Many of Dubai’s hotels are massive, especially on the ever-popular “island”—the now-iconic Atlantis, The Palm, Dubai, for example, has more than 1,500 rooms and a water park. The Fairmont Palm Hotel & Resort is smaller, with nearly 400 rooms, along with a celebrated spa, while if intimacy is what you crave, look to One & Only the Palm, which has just 94 accommodations. It’s because of its petite size that personalization is big at the bright white Andalusian- and Moorish-inspired resort: Your fantasies are usually made reality—like the “ultimate romance” dinner served by the pool on a candlelit table topped with rose petals. That meal promises to be memorable, thanks to the three Michelin Star chef who overlooks the culinary experiences. (For dessert at Stay by Yannick Alléno, pastry chefs can customize a half-meter or one-meter dessert platter for you to share.) The Guerlain spa features a flowing couples suite ideal for an ultraluxe private hammam treatment you give each other—including a bubble bath with rose petals and a body masque you’ll rub on your sweetie (and vice versa) before rinsing off in a rain shower.
During a Dubai honeymoon at one of these resorts, it may feel hard to leave the glorious confines of the property, but there are a few other musts. One is a journey into the desert, which may include a camel or two, some stately wild Arabian oryx, and a lesson in falconry. (You can even go on an overnight if sleeping under the stars like a Bedoin tickles your fancy.) If you don’t have a fear of heights, journey up to the viewing deck of the Burj Al Arab in New Dubai.
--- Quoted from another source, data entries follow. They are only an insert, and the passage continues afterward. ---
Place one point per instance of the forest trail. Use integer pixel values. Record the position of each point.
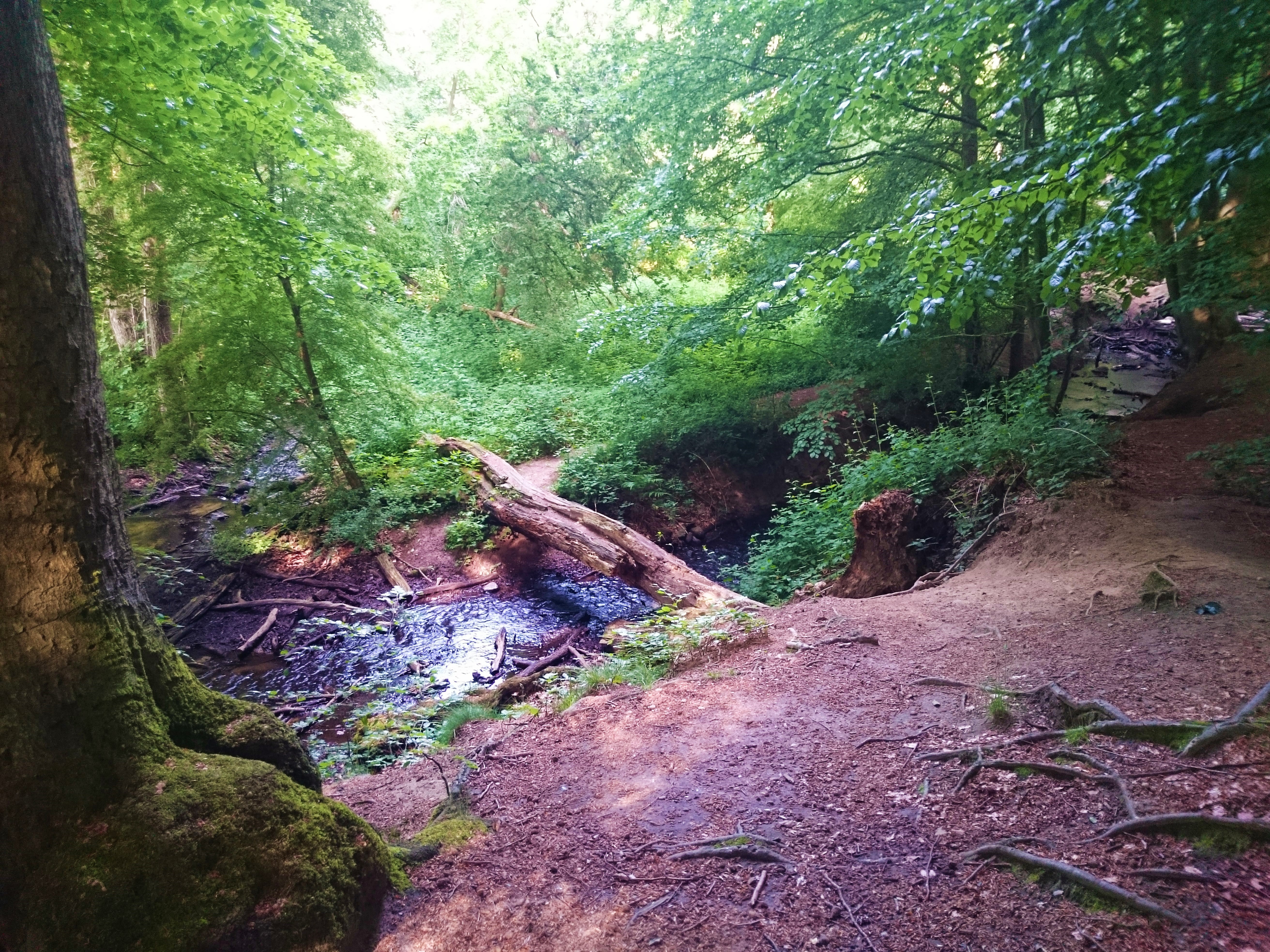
(769, 738)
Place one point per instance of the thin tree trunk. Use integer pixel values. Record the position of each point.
(124, 327)
(99, 718)
(158, 324)
(969, 127)
(337, 447)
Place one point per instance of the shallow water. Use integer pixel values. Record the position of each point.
(450, 643)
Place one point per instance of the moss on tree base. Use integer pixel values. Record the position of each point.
(208, 852)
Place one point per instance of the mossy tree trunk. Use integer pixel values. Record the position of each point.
(142, 810)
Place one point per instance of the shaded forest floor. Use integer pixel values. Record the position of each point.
(769, 738)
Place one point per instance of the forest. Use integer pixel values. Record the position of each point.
(638, 346)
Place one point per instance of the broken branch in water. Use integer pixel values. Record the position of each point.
(1079, 876)
(500, 650)
(455, 586)
(258, 635)
(305, 602)
(197, 606)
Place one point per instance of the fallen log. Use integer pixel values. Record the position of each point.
(258, 635)
(304, 580)
(305, 602)
(197, 606)
(553, 658)
(604, 544)
(1080, 876)
(500, 652)
(455, 586)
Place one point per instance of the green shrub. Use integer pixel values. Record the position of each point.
(235, 543)
(1241, 468)
(613, 476)
(1010, 430)
(458, 716)
(401, 487)
(469, 531)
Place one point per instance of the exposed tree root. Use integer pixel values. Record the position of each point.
(962, 753)
(1192, 824)
(1079, 876)
(1230, 729)
(1177, 875)
(1109, 777)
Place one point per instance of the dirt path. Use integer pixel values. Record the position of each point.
(770, 739)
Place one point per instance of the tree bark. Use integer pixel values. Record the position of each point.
(99, 716)
(124, 327)
(604, 544)
(328, 426)
(158, 324)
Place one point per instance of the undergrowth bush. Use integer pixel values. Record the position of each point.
(469, 531)
(401, 487)
(610, 478)
(1008, 431)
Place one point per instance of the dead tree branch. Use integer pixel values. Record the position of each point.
(1079, 876)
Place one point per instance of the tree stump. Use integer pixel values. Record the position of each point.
(882, 562)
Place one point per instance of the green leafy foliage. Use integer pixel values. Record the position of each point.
(469, 531)
(1009, 431)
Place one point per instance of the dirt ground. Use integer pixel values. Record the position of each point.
(816, 748)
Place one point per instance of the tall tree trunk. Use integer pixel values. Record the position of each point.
(328, 426)
(157, 317)
(1036, 111)
(969, 127)
(124, 327)
(140, 810)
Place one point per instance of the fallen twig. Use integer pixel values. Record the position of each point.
(851, 915)
(907, 737)
(1182, 875)
(1079, 876)
(500, 652)
(760, 855)
(258, 635)
(1231, 728)
(656, 904)
(759, 888)
(939, 756)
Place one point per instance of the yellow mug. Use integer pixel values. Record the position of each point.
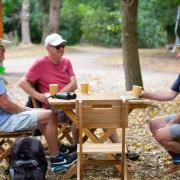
(53, 89)
(136, 91)
(84, 87)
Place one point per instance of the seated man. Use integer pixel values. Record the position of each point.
(14, 117)
(166, 130)
(53, 68)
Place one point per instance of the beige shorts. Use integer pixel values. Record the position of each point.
(20, 121)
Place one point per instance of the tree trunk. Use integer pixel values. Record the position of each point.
(25, 23)
(54, 11)
(1, 20)
(131, 62)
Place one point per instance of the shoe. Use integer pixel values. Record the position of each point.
(175, 158)
(67, 149)
(132, 155)
(63, 161)
(58, 169)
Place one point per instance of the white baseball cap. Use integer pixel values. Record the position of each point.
(54, 39)
(4, 42)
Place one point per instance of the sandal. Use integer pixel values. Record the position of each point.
(171, 168)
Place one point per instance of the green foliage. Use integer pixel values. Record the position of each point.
(70, 22)
(38, 19)
(94, 21)
(98, 28)
(151, 32)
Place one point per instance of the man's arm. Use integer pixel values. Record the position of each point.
(24, 84)
(9, 106)
(160, 96)
(71, 86)
(176, 120)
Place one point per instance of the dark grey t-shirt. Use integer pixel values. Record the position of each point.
(176, 84)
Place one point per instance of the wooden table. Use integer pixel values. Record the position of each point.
(69, 106)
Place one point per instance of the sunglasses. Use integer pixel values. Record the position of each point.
(60, 46)
(2, 48)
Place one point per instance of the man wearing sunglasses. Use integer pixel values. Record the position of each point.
(53, 68)
(14, 117)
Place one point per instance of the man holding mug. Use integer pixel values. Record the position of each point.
(14, 117)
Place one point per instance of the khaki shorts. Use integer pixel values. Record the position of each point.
(21, 121)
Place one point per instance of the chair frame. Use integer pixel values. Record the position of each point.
(107, 114)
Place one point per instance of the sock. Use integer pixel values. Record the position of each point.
(175, 157)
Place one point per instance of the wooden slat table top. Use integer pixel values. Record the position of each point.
(61, 103)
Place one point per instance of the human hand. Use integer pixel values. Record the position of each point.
(41, 97)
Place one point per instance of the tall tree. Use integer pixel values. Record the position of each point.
(25, 22)
(131, 62)
(1, 20)
(54, 16)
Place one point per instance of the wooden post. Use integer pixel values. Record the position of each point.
(1, 20)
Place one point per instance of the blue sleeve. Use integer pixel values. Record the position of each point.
(2, 87)
(176, 84)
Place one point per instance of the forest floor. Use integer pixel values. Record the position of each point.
(103, 69)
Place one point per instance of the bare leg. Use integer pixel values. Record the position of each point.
(164, 138)
(114, 137)
(48, 126)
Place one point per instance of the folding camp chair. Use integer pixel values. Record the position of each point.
(64, 129)
(109, 114)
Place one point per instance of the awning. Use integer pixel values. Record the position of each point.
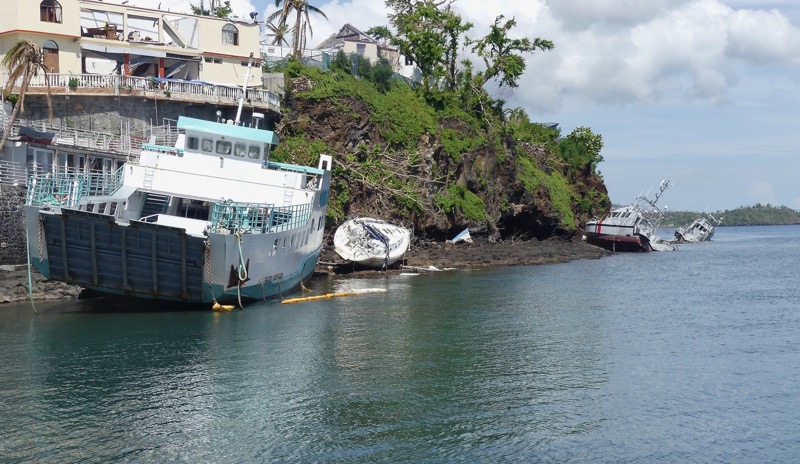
(129, 50)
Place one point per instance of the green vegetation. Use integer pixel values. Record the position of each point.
(444, 145)
(458, 199)
(755, 215)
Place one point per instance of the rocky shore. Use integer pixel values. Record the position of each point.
(14, 286)
(422, 254)
(480, 253)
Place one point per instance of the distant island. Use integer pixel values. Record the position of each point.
(756, 215)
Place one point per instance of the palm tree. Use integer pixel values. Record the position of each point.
(278, 33)
(302, 22)
(23, 61)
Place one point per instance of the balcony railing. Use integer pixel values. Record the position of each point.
(194, 91)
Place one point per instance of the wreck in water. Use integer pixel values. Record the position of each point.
(700, 230)
(630, 228)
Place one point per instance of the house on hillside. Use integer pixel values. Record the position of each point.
(89, 37)
(118, 74)
(352, 41)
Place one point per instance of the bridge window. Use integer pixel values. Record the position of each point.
(50, 11)
(223, 147)
(230, 35)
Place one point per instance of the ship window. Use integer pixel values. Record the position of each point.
(50, 11)
(223, 147)
(230, 35)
Or have sundowners at the 52nd-floor observatory at the Dubai Marriott Harbour Hotel, where you can see the full palm island in all its glory. For a taste of Emirati culture, venture to old Dubai, where the gold souk and spice souk (markets) are worth a wander. And a private sunset cruise through the aquamarine water on a luxurious yacht is key—with a bottle of bubbly, of course.